What are the number of clinical trial cases? What information is required for the ethics of the drug

I consulted with the Central Security Office, and the case allocation for each indication is statistically significant.

The project leader and principal investigator of the clinical trial institution submit an application for ethical review of biomedical research. The Secretary of the Ethics Committee shall accept the application and notify the application number in writing, or inform the application of the deficiencies that need to be supplemented, as well as the deadline for submission of additional materials in relation to the date of review. Materials include:

Application form (signed and dated by the applicant).

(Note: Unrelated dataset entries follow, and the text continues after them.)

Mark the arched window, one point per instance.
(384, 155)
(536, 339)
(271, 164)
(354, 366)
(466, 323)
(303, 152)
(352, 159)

A summary of the preclinical research data of the application project, including review data, pharmaceutical research data, pharmacology and toxicology research data, a summary of the clinical experience of the project so far, as well as reference quality standards and clinical research literature.

The clinical study protocol, including a statement and signature page of the principal investigator of each trial site agreeing to follow the GCP principles and trial protocol, indicating the date of the version.

Summary of the clinical study protocol, including a description of the process for obtaining and demonstrating informed consent; A description of any compensation given to the subject as a result of participation in the study (including transportation expenses, testing nutrition costs, compensation for lost work, and medical care); insurance coverage for the subject; A description of the cost, compensation, and/or compensation arrangements for damages suffered by the subject as a result of participating in the clinical trial. Indicate the date of the edition.

Investigator's Handbook.

Study medical records and or case report forms.

Subject diary cards and other questionnaire forms.

Study profile and informed consent form provided to the subject, indicating the date of the version.

Materials used to recruit subjects (including notices, advertisements).

Professional history of the principal investigator of each trial center (up-to-date, signed and dated).

All previous significant decisions (including negative conclusions or modifications to the protocol) of the proposed research project (whether at the same location or elsewhere) and a description of the modification of the protocol. Justification for previous negative conclusions should be provided.

Copies equal to the number of participants in the above items must be provided, and the application materials should be in Chinese.

Hope it works for you

Ask the clinical trial organization of the hospital where the clinical trial is doing it, and ask for a list of ethical materials to be submitted.

From a test point of view, it doesn't make much difference.

Phase III and Mediator are both registered trials.

The mediator may be exempt from testing or require a very simple test.

The phase III requirements for chemical drugs are relatively strict and the cost is high.

Phase IV is generally open, and the design is not as strict as that of Phase III, but if the sample size is large, of course, it is also very expensive, such as thousands of cases.

In principle, the renewal varieties of the insurance are required to refer to the clinical requirements of phase 3, and the ratio is 3:1, but there is another one that meets the statistical requirements, as long as the composite statistical requirements are not necessarily 60 pairs, but can also be a 2:1 ratio.

The four indications can be boiled down to 1-2 syndromes, and a syndrome of traditional Chinese medicine often includes several diseases of Western medicine, such as chronic obstructive pulmonary disease, if not, you have to choose the second one to do enough 60 cases, or choose the third one, to do enough 50 cases each. The ratio is 2:1

The requirements for the renewal of the insurance are not very strict, and it is generally very good to do the above. You can also ask for advice from a statistical expert.

Clinical guidelines need to be flexible, not immutable dogma.

If the same control drug is selected, it cannot be carried out at the same time, but another problem is that there is a deadline for the renewal of the insurance policy, and I believe that both manufacturers have schedule requirements.